# should I buy a ram-lamb with scurs?



## patandchickens (Apr 2, 2010)

Sorry guys, me again (get used to it... )

I seem to be getting talked into an unpapered Shetland ewe and ram-lamb (not hers), to add to the two dairy ewe-lambs I will be getting. The idea is mainly to ensure that I have something with testicles so I can milk the dairy ewes next year, but it seems to me I may as well get a same-breed ewe to go along with him, and anyhow that way this year I can play around with trying to convince her to let me milk her, ha ha that'll be jolly.

Anyhow, my point is: the guy with the shetlands says that the ram lamb he would prefer to sell me is "scurred (short horns)". Now, I have not replied to his email yet so I do not know what exactly he means by this, whether it is really nasty-sharp-thin-pointy scurs, or not so bad, or what. He says he is trying to breed for polled rams, if that makes any idfference in what it's likely like. AFAIK it is ewe-raised.

a) what question(s) should I be asking about this critter (I can ask for a pic but as he is in the midst of lambing I do not know whether that is going to happen)

and

b) what is your general advice about whether to get a ram with scurs? I am partly concerned about danger to me and the kids, and partly concerned about danger to the other three sheepies he would be with.

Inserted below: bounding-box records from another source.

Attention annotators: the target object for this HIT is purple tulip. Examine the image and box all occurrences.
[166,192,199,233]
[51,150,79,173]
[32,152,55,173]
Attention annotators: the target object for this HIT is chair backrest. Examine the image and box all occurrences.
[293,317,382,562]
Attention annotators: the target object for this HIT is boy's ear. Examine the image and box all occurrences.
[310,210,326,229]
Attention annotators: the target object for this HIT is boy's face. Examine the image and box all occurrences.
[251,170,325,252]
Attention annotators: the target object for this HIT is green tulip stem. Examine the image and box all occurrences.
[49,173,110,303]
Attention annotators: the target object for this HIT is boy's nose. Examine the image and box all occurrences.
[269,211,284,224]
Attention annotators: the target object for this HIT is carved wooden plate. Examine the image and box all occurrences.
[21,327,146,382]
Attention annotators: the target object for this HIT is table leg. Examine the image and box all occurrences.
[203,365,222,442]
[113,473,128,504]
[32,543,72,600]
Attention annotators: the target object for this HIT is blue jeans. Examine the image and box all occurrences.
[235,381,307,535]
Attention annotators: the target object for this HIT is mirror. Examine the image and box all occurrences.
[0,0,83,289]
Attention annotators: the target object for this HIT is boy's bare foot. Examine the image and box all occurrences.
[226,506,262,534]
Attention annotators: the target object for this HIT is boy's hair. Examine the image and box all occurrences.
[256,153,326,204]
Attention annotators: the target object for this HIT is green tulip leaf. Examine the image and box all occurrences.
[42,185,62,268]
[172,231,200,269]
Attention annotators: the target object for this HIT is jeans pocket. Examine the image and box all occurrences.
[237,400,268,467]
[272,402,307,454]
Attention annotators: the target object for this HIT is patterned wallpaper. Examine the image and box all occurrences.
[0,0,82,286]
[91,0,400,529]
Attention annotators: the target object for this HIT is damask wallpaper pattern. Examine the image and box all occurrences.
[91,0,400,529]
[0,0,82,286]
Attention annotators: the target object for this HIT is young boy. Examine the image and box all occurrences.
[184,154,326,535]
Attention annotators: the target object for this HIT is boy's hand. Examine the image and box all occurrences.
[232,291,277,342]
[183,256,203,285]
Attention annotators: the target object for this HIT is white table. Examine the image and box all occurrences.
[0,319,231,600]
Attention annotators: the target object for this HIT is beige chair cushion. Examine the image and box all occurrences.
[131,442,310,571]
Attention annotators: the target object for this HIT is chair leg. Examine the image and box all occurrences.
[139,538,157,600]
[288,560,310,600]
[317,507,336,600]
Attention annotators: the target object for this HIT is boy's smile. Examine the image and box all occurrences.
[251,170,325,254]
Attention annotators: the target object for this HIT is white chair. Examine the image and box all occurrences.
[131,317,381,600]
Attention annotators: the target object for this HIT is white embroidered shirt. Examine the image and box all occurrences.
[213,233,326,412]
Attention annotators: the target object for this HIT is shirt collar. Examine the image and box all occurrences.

Any info or opinions much appreciated,

Pat


----------



## ksalvagno (Apr 2, 2010)

The ram lamb was probably disbudded when young but ended up growing scurs. Sometimes the scurs are just very soft and break off easily. Sometimes they are like mini horns. You would need to see him and see what his scurs are like. If they are soft, then it is no big deal.


----------



## patandchickens (Apr 2, 2010)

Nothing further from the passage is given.